Olhando assim, a história nos sugere que o conhecimento técnico se deu a princípio para o enfrentamento de adversidades visando suprir as principais necessidades de nosso corpo, de nosso meio e, por conseguinte, de nosso modo de vida.


O homem moderno, evoluído e satisfeito com os resultados eficientes das invenções e descobertas fundamentais para os vindouros avanços científicos a partir do século XVI, se viu diante de uma necessidade ainda mais substancial e ambiciosa: ser feliz. E para supri-la, seria necessária reinventar a si mesmo, mais forte em todos os sentidos.
Já não se trata mais apenas de sobrevivência, mas sim de existência. Viver mais e melhor. O homem necessita aí acima de tudo ser livre para conquistar seu próprio lugar no mundo e tornar-se senhor de seu destino. No entanto, agora ele deve lidar com as mazelas do novo mundo redescoberto, fundamentado na racionalidade.


Ora, como bem sabemos, durante os séculos XVII e XVIII, difundiu-se largamente a crença na ciência como o único meio de se chegar à verdade e ao progresso. No entanto, não demorou tanto para que certa desconfiança no conhecimento científico encontrasse lugar cativo já no século XIX, pois se por um lado os avanços da ciência ampliaram os conceitos e a compreensão do mundo, por outro o ameaçava iminentemente. Ameaçava também conceitos religiosos outrora inquestionáveis, o que colocou o homem entre dois pontos aparentemente opostos: fé e razão. Não sendo possível comprovar ou negar a existência efetiva de um Deus, deuses ou qualquer outro pressuposto além do tempo e espaço através de métodos científicos, o homem se vê mais uma vez frágil impotente na sua busca pela plenitude.

O filósofo Felipe Pondé, ilustrando seu pensamento a cerca do “mal estar” do homem com seu tempo, reflete que um dos motivos para angústia humana é justamente estar entre saber mais do que deve e menos do que gostaria.


Apesar de toda a evolução técnica, ainda não conseguimos responder a questões fundamentais da existência e não temos certezas se um dia teremos tal capacidade. Definitivamente não nos tornamos humanos melhores por conta da tecnologia e certamente ela não garantirá o futuro paradisíaco que se imaginou tempos atrás. E dificilmente poderá oferecer o necessário para a experiência da vida plena, tão sonhada. No máximo, poderá ser entendida como uma fonte indireta de satisfação através da capacidade de compra de aparelhos e serviços, porém não por necessidade da tecnologia em si, mas sim pela necessidade de consumo.

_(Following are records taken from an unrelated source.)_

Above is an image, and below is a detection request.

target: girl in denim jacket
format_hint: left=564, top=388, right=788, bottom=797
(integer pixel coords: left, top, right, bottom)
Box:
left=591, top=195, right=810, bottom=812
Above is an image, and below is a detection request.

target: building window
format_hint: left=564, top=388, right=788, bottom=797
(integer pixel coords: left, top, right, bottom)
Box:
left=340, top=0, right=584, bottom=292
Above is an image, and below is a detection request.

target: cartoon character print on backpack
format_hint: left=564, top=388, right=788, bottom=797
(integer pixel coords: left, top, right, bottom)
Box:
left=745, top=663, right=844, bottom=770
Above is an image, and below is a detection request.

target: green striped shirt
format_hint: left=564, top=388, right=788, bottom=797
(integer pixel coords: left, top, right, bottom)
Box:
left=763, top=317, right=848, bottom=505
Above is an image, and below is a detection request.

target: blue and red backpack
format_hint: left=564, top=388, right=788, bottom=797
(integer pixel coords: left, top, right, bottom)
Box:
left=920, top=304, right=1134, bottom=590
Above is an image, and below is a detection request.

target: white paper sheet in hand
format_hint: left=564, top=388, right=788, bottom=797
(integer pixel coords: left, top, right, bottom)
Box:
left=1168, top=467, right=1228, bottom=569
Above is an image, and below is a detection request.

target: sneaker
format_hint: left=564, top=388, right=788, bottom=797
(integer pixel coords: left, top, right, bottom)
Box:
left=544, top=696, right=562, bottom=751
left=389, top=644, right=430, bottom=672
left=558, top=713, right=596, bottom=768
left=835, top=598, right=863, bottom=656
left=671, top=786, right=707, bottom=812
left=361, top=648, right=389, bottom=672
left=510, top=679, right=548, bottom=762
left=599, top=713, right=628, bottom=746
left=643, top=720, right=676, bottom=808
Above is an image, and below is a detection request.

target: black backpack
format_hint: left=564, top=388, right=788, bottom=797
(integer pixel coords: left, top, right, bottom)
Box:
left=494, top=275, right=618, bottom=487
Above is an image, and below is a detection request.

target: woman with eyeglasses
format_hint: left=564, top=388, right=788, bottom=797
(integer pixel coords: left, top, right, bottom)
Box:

A revolução digital no século XXI ampliou nossa capacidade de ouvir, ver, de capturar imagens, de nos entreter, nos informar, nos divertir, etc., e assim inventamos uma infinidade de novas necessidades. E é provável que a principal delas seja a obrigação de exposição social como demonstração da capacidade de consumo como uma forma de inclusão, adaptação e afirmação no espaço público. Mesmo porque, poucas ou nenhuma das vantagens tecnológicas desenvolvidas para a utilização no nosso dia a dia, configuram-se como “necessidades vitais”. Mas satisfação existencial é. E é justamente focada nesta satisfação que a indústria e a publicidade atuam, buscando poder de infiltração e manipulação num mercado extremamente fértil, inventando e reinventando produtos e promessas de satisfação e felicidade, acumulando gigantescas montanhas de inutilidades radioativas.


Sabemos hoje, após tantas ilusões e falsas esperanças de vida plena, que o rastro do homem pelo planeta não se limita a apenas milhares de anos dedicados ao controle e domínio da natureza em prol de seu próprio bem – estar. Deixaremos também profundas e talvez irreversíveis marcas de nossa frustração pelo fracasso que nos obriga agora a uma imediata involução.
Em última análise, talvez seja possível afirmar que hoje nossa missão consiste em efetuar reparos, reparar danos, contabilizar os lucros e prejuízos... Arrumar a casa depois da festa mal organizada.